Shares of industrial conglomerate General Electric (NYSE:GE) continue to drop amid rapidly growing pessimism on Wall Street. It all started with what many close observers viewed as a horrible double miss third-quarter earnings report. Those poor numbers pushed the analyst community deeper into bear territory. Moody’s downgraded GE’s credit rating to just three notches above “junk” territory. Gordon Haskett said GE stock could fall all the way to $5. J.P. Morgan wasn’t much more bullish, cutting their price target to $6.
All in all, mostly thanks to deteriorating fundamentals, GE stock simply refuses to find a bottom. Two years ago, this was a $30 stock. Today, it is a $9 stock, and rapidly falling.
Some investors are tempted to buy the dip. After all, this is still a really powerful company with wide-sweeping global influence and a few businesses in Aviation and Healthcare that are quite attractive. With the company’s market cap now closing in on $70 billion, versus $320 billion three years ago, the “buy the dip” thesis in GE stock does look pretty compelling.
But, not here, and not now. The present situation at GE is too unclear, too messy, and lacks sufficient growth catalysts to warrant buying the dip. As such, the smart move with GE stock remains to stay away.
Long-Term Upside Is Fairly Compelling
The long-term bull thesis for GE stock is quite compelling at current levels, supported by the idea that GE still operates very healthy Aviation and Healthcare businesses which have long-term staying power and growth potential.
Annualized, last quarter’s segment profits from GE Aviation, Healthcare, and Transportation alone summed to about $10.8 billion. Taking out $2 billion for interest expense and 20% for taxes, that should flow into normalized net profits of roughly $7 billion. A market-average 16 forward multiple on that implies a market cap of over $100 billion.
GE’s market cap is presently closing in on $70 billion.
Thus, if you ignore all the messy parts about GE like the Power business, the bull thesis for GE stock to rally ~40% from current levels is convincing. But, at the present moment, you can’t just ignore those messy parts. They are still around, and they are still drags on the whole operating business.

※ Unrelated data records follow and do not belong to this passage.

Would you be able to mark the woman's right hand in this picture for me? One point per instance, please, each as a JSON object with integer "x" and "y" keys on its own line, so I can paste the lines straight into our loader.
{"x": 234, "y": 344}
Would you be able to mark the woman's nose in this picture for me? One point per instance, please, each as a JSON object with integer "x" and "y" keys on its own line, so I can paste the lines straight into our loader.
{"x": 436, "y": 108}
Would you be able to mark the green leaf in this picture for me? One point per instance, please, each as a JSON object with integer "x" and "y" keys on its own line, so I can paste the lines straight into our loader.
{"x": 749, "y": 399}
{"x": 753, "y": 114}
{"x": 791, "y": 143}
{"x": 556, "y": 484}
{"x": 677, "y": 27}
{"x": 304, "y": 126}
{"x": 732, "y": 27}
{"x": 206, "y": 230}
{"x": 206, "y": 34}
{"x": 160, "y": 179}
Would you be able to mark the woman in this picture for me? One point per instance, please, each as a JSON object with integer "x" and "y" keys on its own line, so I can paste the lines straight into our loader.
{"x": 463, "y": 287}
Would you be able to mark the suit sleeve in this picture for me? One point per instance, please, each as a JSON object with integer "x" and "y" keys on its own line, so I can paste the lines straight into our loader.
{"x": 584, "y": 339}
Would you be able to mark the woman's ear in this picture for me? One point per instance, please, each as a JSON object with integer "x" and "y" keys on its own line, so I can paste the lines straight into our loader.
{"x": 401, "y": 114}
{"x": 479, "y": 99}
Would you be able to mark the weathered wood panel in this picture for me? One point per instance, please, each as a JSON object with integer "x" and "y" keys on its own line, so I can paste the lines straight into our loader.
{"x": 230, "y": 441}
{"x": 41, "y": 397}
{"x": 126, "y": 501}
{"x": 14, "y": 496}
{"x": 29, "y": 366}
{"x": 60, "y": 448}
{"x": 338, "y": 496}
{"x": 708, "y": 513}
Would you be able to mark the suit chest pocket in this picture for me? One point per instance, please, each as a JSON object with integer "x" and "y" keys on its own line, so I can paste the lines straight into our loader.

Until those businesses are either divested or improve, GE stock will have a tough time bouncing back.
Near-to-Medium-Term Risks Are High
Not only will GE stock have a tough time bouncing back here, but the stock could also keep falling.
Consider the following. The DOJ and SEC are both probing GE regarding accounting standards. There’s about $115 billion in debt on the balance sheet, and free cash flow to service that debt is negative year-to-date. Industrial profits were down 5% last quarter, with segment profits down 21%, both worse than their year-to-date trends of up 2% and down 14%, respectively. Profit margins shrunk by 180 basis points last quarter, also worse than its year-to-date trend. The quarterly dividend was recently cut from $0.12 to $0.01 per share. And, GE stock still trades north of 11X forward earnings.
In other words, there’s a lot of noise surrounding GE, growth trends are deteriorating, the dividend is essentially non-existent, the balance sheet is a mess and the stock still isn’t incredibly cheap considering all the headwinds.
Given those fundamentals, it is tough to see GE stock rising. But, it isn’t that hard to see the stock continuing to drop. Sentiment is poor. Analyst support is weakening. Growth trends are worsening. Profit margins are falling.
Altogether, there’s just no reason to buy the dip in GE stock just yet. Until growth trends stabilize and the financials materially improve, the upside thesis lacks firepower and clarity. So long as that remains true, the downtrend in GE stock will persist.
Bottom Line on GE Stock
GE bulls will tell you to be greedy when others are fearful. But, they’ve also been saying that for the past year, while GE stock has dropped from $20 to $9.
In other words, the crowd seems to have it right on this one. There are reasons to be fearful with GE stock at the present moment. There will be a time to become greedy. But, that time is not now.
As of this writing, Luke Lango did not hold a position in any of the aforementioned securities.